Seven Samurai, The: Japanese Screenwriter Shinobu Hashimoto Dies at 100

Screenwriter Shinobu Hashimoto, who wrote some of the most iconic Japanese films, including The Seven Samurai and Rashomon by director Akira Kurosawa, has died. He was 100.

Hashimoto died Thursday at his home in Tokyo from pneumonia, Japanese public broadcaster NHK reported.

Hashimoto wrote or co-wrote more than 70 screenplays, including many of Kurosawa’s classics, also including The Hidden Fortress (1958).

He directed three films, including I Want to Be a Shellfish (1959), and carried on as a screenwriter until suffering a stroke in his 90s.
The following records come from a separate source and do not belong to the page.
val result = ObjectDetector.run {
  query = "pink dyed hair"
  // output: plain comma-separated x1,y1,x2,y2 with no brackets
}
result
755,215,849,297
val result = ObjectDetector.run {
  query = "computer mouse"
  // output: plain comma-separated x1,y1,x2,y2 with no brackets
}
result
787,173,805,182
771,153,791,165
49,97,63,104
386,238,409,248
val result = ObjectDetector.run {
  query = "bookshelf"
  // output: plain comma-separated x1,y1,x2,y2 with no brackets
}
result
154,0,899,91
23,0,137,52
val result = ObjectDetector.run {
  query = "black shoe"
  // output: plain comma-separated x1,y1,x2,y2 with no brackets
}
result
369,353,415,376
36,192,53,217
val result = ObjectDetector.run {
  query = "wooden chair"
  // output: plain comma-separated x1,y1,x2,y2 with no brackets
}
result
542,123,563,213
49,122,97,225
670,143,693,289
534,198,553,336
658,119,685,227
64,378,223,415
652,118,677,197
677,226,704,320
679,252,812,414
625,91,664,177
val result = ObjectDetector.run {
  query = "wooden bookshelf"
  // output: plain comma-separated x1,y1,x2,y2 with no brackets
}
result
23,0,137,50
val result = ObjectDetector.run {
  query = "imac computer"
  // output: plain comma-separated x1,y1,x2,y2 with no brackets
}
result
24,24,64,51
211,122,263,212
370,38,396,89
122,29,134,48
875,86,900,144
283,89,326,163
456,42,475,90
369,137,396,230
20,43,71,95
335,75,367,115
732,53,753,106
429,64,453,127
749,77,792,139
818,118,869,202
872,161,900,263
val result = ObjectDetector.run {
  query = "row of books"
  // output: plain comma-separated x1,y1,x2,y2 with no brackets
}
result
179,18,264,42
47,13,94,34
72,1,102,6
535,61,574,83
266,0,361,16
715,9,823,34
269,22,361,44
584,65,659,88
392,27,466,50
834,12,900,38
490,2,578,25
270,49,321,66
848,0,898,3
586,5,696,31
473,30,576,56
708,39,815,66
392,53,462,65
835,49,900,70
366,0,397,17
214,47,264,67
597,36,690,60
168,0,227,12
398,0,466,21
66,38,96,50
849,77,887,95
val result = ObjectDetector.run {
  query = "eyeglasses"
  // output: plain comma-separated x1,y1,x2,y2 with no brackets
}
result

The Seven Samurai told the tale of a village of peasants who enlist the help of a small group of wandering ronin (masterless samurai) to protect them from bandits who plan to rob them of their harvest.

Rashomon was based on a story by Ryūnosuke Akutagawa and presents a murder incident from the perspective of four different characters. It was a surprise winner of the Golden Lion at the 1951 Venice Film Festival and played a major part in putting Japanese cinema on the map.

Born in Hyogo Prefecture in April 1918, Hashimoto came up with his first writing credit for the acclaimed Rashomon in 1950. He went on to work on Throne of Blood, Kurosawa’s take on Macbeth, in 1957, and the following year on The Hidden Fortress, which George Lucas acknowledged was a major influence on the original Star Wars.

A large number of the films he wrote screenplays for were remade, most famously 1954’s The Seven Samurai, which inspired The Magnificent Seven (1960), itself remade again by Hollywood in 2016.

In Japan, Harakiri, Japan’s Longest Day and I Want to Be a Shellfish are among his screenplays that have been remade.